Between ruling Tyrese Haliburton out and eulogizing his friend and NBA legend Bill Walton, Rick Carlisle gave due credit to someone he overlooked Saturday night.
Remember that crazy football play the Pacers ran at the end of Game 3 that almost worked? The inbounds play where three, four Pacer players lined up like wide receivers, ran crossing routes downhill, confusing the Celtics? Aaron Nesmith broke free in the corner, had an open look at a game-tying 3 and nearly made it?
OK. After the game, I asked Carlisle about the play, and he said assistant coach Mike Weiner came up with it.
“I mean, we’ve had (the play) for a while…do you want me to just hand you our playbook,” Carlisle said Saturday. “It’s a play that was conceived by (Pacers assistant coach) Mike Weinar, who came up with it. We’ve used it a couple times over the last couple of years and gotten pretty good looks on it. If the same situation happens next game, we’ll use something a little bit different and hope we get the same kind of look.”

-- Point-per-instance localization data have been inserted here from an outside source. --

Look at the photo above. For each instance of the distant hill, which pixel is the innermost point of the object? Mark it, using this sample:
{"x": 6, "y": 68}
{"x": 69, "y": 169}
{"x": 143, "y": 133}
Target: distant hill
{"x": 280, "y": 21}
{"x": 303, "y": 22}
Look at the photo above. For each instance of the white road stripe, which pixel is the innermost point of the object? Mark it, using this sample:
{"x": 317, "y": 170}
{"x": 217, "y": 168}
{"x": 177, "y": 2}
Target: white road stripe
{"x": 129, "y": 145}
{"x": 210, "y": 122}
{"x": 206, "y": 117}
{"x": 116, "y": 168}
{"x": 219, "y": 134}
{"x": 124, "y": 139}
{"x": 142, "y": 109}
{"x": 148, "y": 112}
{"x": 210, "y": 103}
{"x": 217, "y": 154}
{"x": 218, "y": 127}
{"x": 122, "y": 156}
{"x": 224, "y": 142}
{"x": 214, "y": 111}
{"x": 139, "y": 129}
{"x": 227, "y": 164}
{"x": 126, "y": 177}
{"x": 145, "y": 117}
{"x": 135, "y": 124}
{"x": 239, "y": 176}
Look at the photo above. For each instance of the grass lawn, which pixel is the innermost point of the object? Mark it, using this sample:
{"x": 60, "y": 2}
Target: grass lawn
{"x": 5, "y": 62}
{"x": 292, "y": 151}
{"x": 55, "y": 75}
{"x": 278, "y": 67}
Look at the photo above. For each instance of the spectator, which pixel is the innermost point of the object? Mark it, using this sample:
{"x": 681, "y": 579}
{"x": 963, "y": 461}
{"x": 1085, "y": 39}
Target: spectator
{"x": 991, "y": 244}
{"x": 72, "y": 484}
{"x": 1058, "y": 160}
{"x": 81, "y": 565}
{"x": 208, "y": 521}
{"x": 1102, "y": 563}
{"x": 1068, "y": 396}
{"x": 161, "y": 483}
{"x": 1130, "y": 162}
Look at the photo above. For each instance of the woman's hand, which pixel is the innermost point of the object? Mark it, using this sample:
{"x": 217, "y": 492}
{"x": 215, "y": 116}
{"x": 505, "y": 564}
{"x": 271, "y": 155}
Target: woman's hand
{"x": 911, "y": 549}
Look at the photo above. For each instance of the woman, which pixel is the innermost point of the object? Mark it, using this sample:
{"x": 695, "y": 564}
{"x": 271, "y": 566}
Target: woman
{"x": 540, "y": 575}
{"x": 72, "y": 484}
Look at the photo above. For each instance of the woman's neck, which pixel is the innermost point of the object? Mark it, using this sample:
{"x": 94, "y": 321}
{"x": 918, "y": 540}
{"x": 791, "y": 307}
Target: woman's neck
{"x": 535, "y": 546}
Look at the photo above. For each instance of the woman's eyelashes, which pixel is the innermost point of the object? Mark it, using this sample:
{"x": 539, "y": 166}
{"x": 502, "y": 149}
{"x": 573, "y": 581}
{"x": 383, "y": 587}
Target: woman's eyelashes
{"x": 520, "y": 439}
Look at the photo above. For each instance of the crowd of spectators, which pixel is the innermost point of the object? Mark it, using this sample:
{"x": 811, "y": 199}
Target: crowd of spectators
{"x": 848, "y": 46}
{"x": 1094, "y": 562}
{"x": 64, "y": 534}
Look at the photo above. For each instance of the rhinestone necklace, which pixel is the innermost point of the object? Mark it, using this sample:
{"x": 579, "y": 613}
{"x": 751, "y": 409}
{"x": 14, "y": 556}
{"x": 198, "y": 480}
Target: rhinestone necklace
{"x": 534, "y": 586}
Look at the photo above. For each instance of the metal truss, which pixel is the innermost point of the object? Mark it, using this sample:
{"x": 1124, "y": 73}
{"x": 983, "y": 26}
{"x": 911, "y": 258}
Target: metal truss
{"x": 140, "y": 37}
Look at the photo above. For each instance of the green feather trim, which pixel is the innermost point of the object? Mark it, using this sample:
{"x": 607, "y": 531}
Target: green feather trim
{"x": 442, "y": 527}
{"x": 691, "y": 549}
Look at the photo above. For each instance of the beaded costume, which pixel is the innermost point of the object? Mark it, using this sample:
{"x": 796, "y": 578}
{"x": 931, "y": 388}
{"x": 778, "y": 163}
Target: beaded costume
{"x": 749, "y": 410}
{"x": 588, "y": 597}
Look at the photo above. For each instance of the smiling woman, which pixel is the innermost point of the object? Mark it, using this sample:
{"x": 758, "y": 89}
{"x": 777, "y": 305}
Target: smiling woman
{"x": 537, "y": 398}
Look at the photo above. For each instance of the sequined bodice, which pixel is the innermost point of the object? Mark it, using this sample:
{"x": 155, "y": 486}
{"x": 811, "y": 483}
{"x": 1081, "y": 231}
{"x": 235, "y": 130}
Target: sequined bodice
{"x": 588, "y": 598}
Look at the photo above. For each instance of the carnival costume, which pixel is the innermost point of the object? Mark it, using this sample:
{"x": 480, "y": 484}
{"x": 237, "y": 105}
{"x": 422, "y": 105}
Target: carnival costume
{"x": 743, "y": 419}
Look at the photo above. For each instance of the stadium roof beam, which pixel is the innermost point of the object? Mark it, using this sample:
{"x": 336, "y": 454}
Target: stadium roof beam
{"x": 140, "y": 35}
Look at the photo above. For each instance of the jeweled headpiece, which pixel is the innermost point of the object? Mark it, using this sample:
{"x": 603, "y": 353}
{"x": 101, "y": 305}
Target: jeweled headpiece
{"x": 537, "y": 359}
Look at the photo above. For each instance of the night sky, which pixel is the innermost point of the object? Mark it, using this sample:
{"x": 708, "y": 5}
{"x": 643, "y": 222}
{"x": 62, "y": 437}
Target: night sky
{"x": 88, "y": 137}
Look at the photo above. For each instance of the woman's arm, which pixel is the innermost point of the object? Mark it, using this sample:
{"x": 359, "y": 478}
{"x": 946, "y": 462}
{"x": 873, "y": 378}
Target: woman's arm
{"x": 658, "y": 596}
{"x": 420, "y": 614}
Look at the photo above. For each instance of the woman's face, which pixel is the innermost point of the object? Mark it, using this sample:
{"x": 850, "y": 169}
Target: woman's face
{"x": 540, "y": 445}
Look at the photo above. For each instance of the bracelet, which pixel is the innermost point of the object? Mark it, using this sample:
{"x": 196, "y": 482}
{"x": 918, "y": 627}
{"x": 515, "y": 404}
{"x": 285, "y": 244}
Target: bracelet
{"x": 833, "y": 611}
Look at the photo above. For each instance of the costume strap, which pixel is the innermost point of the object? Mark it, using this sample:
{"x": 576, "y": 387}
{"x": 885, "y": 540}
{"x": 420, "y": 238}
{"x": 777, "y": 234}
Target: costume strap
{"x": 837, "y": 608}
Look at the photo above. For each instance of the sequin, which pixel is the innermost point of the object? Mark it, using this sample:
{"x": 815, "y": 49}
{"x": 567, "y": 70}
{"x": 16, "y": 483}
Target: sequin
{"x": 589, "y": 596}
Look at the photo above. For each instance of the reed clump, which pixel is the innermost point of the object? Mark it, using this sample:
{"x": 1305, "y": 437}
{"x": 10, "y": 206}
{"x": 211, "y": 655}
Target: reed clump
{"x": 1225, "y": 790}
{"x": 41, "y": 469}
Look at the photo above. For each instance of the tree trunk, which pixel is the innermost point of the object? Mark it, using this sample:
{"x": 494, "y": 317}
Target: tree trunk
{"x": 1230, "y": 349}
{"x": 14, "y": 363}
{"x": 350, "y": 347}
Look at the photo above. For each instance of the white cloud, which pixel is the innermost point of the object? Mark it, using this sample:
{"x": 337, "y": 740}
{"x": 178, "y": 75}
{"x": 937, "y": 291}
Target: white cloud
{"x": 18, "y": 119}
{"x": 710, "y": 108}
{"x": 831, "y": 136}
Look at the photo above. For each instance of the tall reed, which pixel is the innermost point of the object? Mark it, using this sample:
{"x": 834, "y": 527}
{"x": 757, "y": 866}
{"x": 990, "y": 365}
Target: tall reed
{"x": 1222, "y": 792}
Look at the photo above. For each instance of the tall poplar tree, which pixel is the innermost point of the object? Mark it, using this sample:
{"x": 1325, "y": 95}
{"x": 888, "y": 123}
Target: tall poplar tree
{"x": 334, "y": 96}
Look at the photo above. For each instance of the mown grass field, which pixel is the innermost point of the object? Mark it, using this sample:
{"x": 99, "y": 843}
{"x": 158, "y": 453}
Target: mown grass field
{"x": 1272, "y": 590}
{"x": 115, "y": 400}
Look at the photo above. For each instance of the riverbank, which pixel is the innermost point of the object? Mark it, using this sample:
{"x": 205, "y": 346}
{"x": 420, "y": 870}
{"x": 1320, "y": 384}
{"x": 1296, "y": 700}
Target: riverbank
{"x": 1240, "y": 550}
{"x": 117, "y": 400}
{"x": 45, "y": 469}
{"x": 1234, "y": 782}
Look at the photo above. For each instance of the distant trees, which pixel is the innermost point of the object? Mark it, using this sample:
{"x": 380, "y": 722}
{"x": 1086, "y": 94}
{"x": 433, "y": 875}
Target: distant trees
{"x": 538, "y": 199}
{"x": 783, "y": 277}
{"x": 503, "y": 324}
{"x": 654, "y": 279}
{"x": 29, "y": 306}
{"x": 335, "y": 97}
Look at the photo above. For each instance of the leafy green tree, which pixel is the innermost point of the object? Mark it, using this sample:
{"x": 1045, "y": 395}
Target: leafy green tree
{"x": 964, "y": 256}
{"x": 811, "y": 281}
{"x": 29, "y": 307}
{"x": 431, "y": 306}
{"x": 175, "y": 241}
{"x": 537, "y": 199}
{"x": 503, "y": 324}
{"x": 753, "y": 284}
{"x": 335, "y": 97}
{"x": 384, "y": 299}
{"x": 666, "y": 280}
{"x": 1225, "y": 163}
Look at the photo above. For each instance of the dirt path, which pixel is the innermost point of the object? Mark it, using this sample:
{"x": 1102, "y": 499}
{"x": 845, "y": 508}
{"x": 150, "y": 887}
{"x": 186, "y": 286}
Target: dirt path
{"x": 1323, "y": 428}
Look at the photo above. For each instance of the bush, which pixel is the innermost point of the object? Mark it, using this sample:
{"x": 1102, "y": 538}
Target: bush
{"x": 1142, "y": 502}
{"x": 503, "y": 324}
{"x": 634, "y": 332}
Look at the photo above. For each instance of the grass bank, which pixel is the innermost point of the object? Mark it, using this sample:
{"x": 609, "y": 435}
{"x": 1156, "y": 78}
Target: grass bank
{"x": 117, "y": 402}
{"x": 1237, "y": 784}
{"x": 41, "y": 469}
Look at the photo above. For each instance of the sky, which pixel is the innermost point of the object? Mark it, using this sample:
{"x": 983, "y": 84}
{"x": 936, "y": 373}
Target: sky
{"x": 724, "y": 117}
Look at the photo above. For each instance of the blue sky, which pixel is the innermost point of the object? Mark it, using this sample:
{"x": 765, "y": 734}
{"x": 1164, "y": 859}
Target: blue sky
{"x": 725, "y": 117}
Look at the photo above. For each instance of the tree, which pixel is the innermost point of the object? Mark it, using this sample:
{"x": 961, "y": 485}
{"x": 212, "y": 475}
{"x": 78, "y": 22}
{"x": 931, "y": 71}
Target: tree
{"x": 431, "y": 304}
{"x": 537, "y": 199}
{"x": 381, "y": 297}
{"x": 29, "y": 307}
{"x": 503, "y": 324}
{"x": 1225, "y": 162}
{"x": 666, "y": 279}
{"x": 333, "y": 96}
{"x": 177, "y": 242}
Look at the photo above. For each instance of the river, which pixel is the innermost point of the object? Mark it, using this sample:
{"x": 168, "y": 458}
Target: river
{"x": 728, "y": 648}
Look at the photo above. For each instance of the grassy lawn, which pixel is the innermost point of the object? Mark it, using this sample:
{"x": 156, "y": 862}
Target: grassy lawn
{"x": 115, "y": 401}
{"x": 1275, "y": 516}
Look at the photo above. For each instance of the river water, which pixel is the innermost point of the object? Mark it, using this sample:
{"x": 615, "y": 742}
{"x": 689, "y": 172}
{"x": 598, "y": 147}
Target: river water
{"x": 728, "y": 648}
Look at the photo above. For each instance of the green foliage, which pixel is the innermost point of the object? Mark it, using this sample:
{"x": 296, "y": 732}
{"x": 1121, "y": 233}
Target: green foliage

To Carlisle’s credit, he corrected the record Monday. It was actually assistant Jenny Boucek, one of the handful of female assistant coaches in the NBA, who introduced the play to the Pacers.
“I misspoke…and Mike came to me after the game and insisted that I correct that,” Carlisle said, in telling assembled reporters it was Boucek’s play.
“It’s an interesting story, it was born of the experience she had playing flag football,” Carlisle said. “Her and Sue Bird had talked about that concept of the play, using some football-type concepts to try and get a good look late in the game.”
Boucek, 50, is the former coach of the Seattle Storm in the WNBA and a close friend to Bird, the women’s basketball legend. She also played flag football when she worked as an assistant coach for the Miami Sol two decades ago, and from there she developed the concept of the play the Pacers ran.
To her credit, she said Weiner suggested the Pacers run the play against Boston.